The other half of the house remains to deal with the “movie people” and the shooting of what soon turns out to be a doomed silent film. The drama of the film shoot is the more interesting of the two stories – and mirrors, to a degree, the drama of the Depp/Heard trial.
In the silent film, the leading lady is a blonde goddess named Myrna Dalgleish (Laura Haddock) who has the manners and accent of a London streetwalker – stunningly beautiful but with elocution that would make Eliza Doolittle, before she meets Henry Higgins, sound like a duchess.
The male star, a dashing Clark Gable lookalike named Guy Dexter (Dominic West), is precisely the opposite. He is self-deprecating, charming, painfully but resignedly aware that he is not a real actor like those on London’s famed stages. Halfway through the Downton movie, the crew of the silent film gets the word they must shut down production because, it turns out, no one wants to see silent films now that “talkies” are all the rage.
Yet with the help of the entire Downton household, the film crew figures out how to turn their silent film into a talkie – with Lady Mary voicing and recording the dialogue of the female star, lending her posh upper-class accent to the blonde starlet.
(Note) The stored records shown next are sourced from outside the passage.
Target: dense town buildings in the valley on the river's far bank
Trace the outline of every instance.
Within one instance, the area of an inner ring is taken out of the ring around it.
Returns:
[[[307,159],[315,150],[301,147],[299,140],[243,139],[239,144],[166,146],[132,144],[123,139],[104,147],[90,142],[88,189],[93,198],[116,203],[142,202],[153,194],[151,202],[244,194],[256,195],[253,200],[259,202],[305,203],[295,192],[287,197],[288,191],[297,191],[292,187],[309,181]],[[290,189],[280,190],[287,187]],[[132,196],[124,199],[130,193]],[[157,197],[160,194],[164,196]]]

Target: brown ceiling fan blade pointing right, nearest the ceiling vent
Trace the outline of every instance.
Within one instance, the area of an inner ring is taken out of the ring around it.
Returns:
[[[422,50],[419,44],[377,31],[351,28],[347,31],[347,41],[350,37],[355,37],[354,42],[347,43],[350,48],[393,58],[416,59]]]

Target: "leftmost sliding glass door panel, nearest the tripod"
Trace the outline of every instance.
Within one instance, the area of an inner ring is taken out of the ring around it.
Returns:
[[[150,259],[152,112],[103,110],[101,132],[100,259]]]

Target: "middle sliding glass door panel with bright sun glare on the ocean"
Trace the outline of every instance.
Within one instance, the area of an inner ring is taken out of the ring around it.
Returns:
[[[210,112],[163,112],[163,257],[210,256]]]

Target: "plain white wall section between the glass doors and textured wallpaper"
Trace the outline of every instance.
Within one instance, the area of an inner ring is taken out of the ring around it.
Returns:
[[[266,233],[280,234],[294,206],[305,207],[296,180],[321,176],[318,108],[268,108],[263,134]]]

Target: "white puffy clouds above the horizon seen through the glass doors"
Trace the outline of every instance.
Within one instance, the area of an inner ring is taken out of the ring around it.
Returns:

In the process, the domineering actress Myrna Dalgleish reveals her own terror that, due to her accent, her career is now likely over. She can’t say a word onscreen without her real background, thanks to the odd British class system, being revealed.
Johnny Depp and Amber Heard
Anyone watching the new Downton movie couldn’t help but think of Johnny Depp and Amber Heard. Like the handsome leading man in the silent film, Depp has tried his best to be charming and self-effacing in court, as his legal team depicted his ex-wife as a screeching Hollywood diva of the first order. His female attorney openly described Heard as a gold-digging adulteress who supposedly promised to give her $7 million divorce settlement to charity but has yet to do so.
Yet like the actress in the fictional film, audiences can’t help but feel some sympathy for Heard – a young beauty, like so many young beauties, chewed up and spit out by the Hollywood dream machine.
Anyone who has listened to snippets of the depressing testimony, day after day, sees both Heard and Depp as tragic, pathetic figures, their souls poisoned by the instant gratification that their beauty and immense wealth give them. Amber Heard is beautiful, successful, and very rich, and yet comes across as utterly miserable. Depp, for all his own wealth and success, had to endure the public speculation that his wife engaged in affairs with the likes of Elon Musk and James Franco, a claim she denies.
This is indeed another contrast with the Downton movie. One of the subplots involves a budding but frustrated romance between Lady Mary and the silent-turned-talkie movie director Jack Barber, played by Hugh Dancy. Mary’s husband Henry Talbot is not in the film, off galivanting around the world as an adventurer and racing car driver. Mary is plainly attracted to the handsome, hard-working and considerate director.
At one point, he asks Mary directly if he may kiss her. She considers it demurely, reluctantly says no, and then explains that what she wants is not the most important thing in her world.
And of course, that is the moral center of the Downton franchise generally – that individuals are part of bigger communities of family, households, and even villages to which they owe allegiance and respect. Individuals come and go, one character says at a crucial point in the movie, but the family, and the household, remain.
This is one reason why so many people love the Downton series and films. As corny and idealized as they are, they paint a picture of a passing world in which family endures – and individuals are part of a bigger community that is home. This is a lesson that the real-life “movie people” – the wonderful cast, crew and producers of the Downton Abbey franchise, and, of course, its gentle-hearted creator Julian Fellowes – still want to show us.